Mr. Jeppesen concurred with Mr. Edgington. He thinks 5-7 percent is pretty high and that people are more motivated by the APTC and value of the plans.

The part about CSR reimbursements being reinstated is particularly interesting to me...I've written many times about how doing so now that the carriers have already gone the Silver Loading route would actually hurt more people than it helps...but it turns out there'd be other negative impacts as well:

Mr. Kelly said the second item is the funding of the Cost Share Reductions. If CSR’s are funded or reinstated for 2018, there are a number of technology changes that would need to be implemented. And these could take up to 60 to 90 days to resolve and implement for our subsidized customers and it would pose many challenges to YHI and our customers. These things would include design, development, testing and deployment. If funding is reinstated between now and January 1, implementation would be as late as April 1. At the forefront of our mind is the consumer experience, but changes would also affect our agents and brokers, enrollment counselors, and carrier partners. There are also costs associated with these changes. They would include the costs of training of consumer connectors, noticing, as well as the temporary and seasonal workforce numbers. While we don’t think the technology costs would result in a direct cost to YHI, there will certainly be significant opportunity costs as the team that would work on this development could not work on other planned technology improvements.

YHI will continue to work with our partners on plans for whatever comes next, and we do recognize that the Department of Insurance has to balance on and off exchange, subsidized and non-subsidized customers, and the impacts to each, and we will continue to work together to find an optimal solution. YHI believes that the optimal solution is reinstating CSR funding effective January 1, 2019.

Dr. Rusche said as he understands it, the CSR is a payment from the federal government to the carriers, and then the carriers are expected to offset deductibles, co-insurance, and any other out of pocket costs the insured might have. If they do decide to fund CSR’s in say July 1, 2018, do we end up doing a special enrollment? Mr. Kelly said these are all the questions we have been working on since September with DHW and DOI. It is extremely difficult to scenario plan when there are so many potential scenarios. We do know that if we need to recalculate APTC’s, it will take 60-90 days and have a significant negative impact on our customer experience.

Mr. Trexler said it is difficult to say as there are so many potential scenarios. This isn’t something we created and many states are feeling the same unknown. Once we have some language to look at, we can move forward.

Mr. Erstad asked if when the carriers provided their rates for 2018 to the Department of Insurance, they were asked to submit rates that assumed no CSR in the funding of those rates.

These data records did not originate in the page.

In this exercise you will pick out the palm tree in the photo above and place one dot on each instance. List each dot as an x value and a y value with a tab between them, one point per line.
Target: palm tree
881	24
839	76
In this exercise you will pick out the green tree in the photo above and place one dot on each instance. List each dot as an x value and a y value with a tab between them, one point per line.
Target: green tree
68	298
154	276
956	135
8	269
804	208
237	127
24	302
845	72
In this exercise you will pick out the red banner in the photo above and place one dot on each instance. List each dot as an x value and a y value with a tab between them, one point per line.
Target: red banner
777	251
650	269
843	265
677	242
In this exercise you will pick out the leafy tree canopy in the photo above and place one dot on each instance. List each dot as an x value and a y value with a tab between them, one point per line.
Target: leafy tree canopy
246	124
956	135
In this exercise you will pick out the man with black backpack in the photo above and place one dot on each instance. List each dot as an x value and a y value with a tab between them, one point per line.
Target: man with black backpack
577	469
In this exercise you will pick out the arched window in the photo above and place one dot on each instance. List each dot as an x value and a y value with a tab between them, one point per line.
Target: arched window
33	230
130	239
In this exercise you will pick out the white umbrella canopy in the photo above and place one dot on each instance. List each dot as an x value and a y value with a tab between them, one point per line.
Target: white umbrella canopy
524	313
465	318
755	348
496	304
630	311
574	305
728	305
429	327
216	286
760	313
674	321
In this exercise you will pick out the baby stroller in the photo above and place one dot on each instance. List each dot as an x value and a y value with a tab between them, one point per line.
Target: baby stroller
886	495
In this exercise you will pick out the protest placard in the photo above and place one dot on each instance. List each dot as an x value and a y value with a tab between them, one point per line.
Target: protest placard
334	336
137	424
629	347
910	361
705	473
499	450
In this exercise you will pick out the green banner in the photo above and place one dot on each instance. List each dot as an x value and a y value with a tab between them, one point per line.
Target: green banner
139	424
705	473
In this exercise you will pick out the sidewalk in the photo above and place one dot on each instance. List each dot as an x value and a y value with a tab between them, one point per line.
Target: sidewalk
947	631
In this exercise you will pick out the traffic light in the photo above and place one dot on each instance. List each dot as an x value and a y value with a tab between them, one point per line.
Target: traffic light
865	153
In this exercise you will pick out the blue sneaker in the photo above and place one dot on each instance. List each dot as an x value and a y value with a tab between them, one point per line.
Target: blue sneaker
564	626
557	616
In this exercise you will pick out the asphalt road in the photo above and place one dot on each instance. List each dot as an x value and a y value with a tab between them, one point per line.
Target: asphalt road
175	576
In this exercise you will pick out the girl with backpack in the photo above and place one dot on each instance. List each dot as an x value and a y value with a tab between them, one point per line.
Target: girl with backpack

Mr. Trexler said yes, that’s correct. And that is what we planned for. Even though there are no CSR’s being funded, the customer is still receiving the benefit of the cost share reduction from the carrier. The premium rates would then need to be looked at and recalculated if they decide to fund CSR’s.

Mr. Kelly said the latest on this is that for the continuing resolution that is to be voted on, CSR funding won’t be included, but that changes daily.

In other words, aside from however much people would be helped or hurt by the CSR reimbursements either being reinstated or not being reinstated, the worse possible scenario would be for them to be reinstated in the middle of the year.